La différence tient au statut des deux objets. L’ISO 14064 dresse la liste des éléments exigés d’un inventaire recevable ; le Bilan Carbone fournit un mode d’emploi, des facteurs d’émission et un tableur.
Les deux se combinent dans la pratique. Un Bilan Carbone répond aux exigences de périmètre et de collecte de données posées par l’ISO 14064-1, et les critères de significativité de la méthode rejoignent ceux du bilan d’émissions de gaz à effet de serre (BEGES).
Le BEGES dépend d’un cadre distinct : cette obligation française fixe son propre seuil d’assujettissement et sa propre périodicité.
Existe-t-il un logo ISO 14064 ?
Non.

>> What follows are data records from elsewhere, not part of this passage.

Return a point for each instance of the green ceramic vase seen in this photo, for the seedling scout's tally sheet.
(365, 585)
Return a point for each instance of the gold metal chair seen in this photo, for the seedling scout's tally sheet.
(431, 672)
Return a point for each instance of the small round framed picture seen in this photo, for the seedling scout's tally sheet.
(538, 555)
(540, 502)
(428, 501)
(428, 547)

Il n’y a pas de logo ISO 14064 qu’une entreprise apposerait sur ses documents ou ses produits. L’ISO interdit aux organisations l’utilisation de son logo.
Ce qui apparaît légitimement est la marque de l’organisme de vérification, celle de son accréditeur, et la mention écrite de la partie appliquée avec l’exercice couvert.

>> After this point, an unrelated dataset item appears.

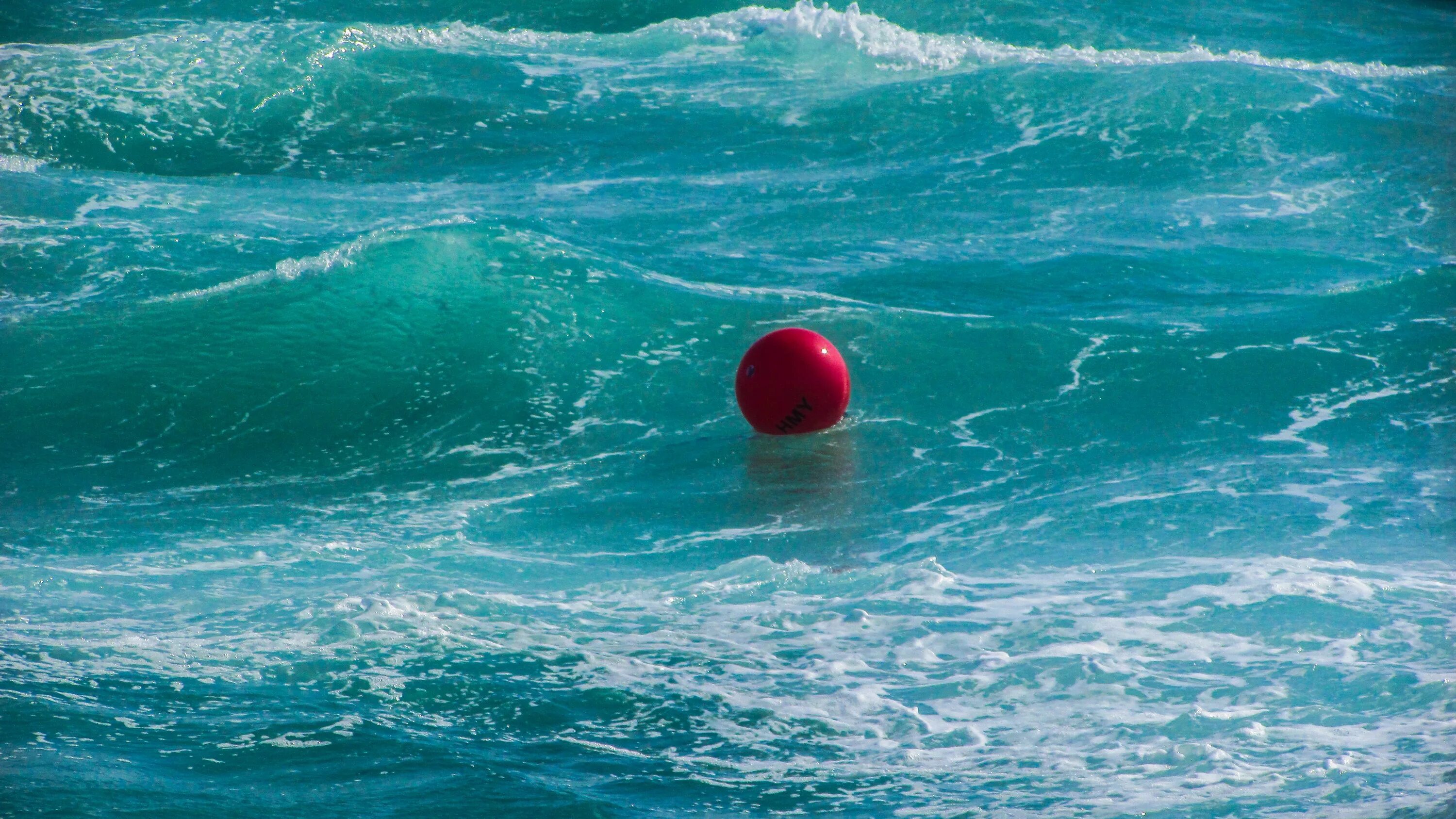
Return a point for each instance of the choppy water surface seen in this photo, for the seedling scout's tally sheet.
(367, 444)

Une déclaration vérifiée concerne un inventaire daté. Un logo qui suggère une qualité permanente de l’entreprise ne correspond à rien.
Pourquoi l’ISO 14064 concerne-t-elle un acheteur de goodies ?
L’ISO 14064 concerne un acheteur de goodies parce qu’elle détermine ce qu’un fournisseur peut prouver de ses émissions. Un inventaire vérifié selon l’ISO 14064-3 a davantage de valeur qu’un chiffre annoncé sans contrôle.
La question à poser se réfère aux catégories retenues. Un fournisseur qui ne déclare que les catégories 1 et 2 fait l’impasse sur les catégories 3 à 6, dont les achats de matières et le transport, très lourds dans la fabrication d’objets promotionnels.
Un goodies fabriqué par une entreprise vérifiée ISO 14064 est-il un goodies vérifié ?
Non. Un goodies produit par une entreprise dont l’inventaire est vérifié selon l’ISO 14064 n’est pas un goodies vérifié, puisque la vérification porte sur les émissions de l’organisation et non sur celles de l’objet.
La distinction sépare deux périmètres de comptage. L’inventaire traite d’une entreprise sur un exercice ; l’empreinte d’un objet relève de l’ISO 14067 et d’une étude menée au niveau du produit.
Un acheteur écrit que le fournisseur publie un inventaire vérifié. Il n’en déduit aucune valeur d’empreinte pour le stylo ou le tote bag commandé.
Quels labels attestent l’empreinte d’un objet ?
Les labels qui attestent l’empreinte d’un objet sont ceux qui notent le produit sur son cycle de vie, à distinguer des normes de comptabilité appliquées à l’entreprise.
Deux voies coexistent.
- Les labels environnementaux multicritères : ils notent le produit sur plusieurs impacts, dont le changement climatique.
- Les déclarations environnementales de produit : elles publient les résultats d’une analyse du cycle de vie, revue par un tiers.
Un acheteur qui veut un chiffre attaché à l’objet se réfère à ces dispositifs ou aux labels éco-responsables, l’ISO 14064 qualifiant l’organisation.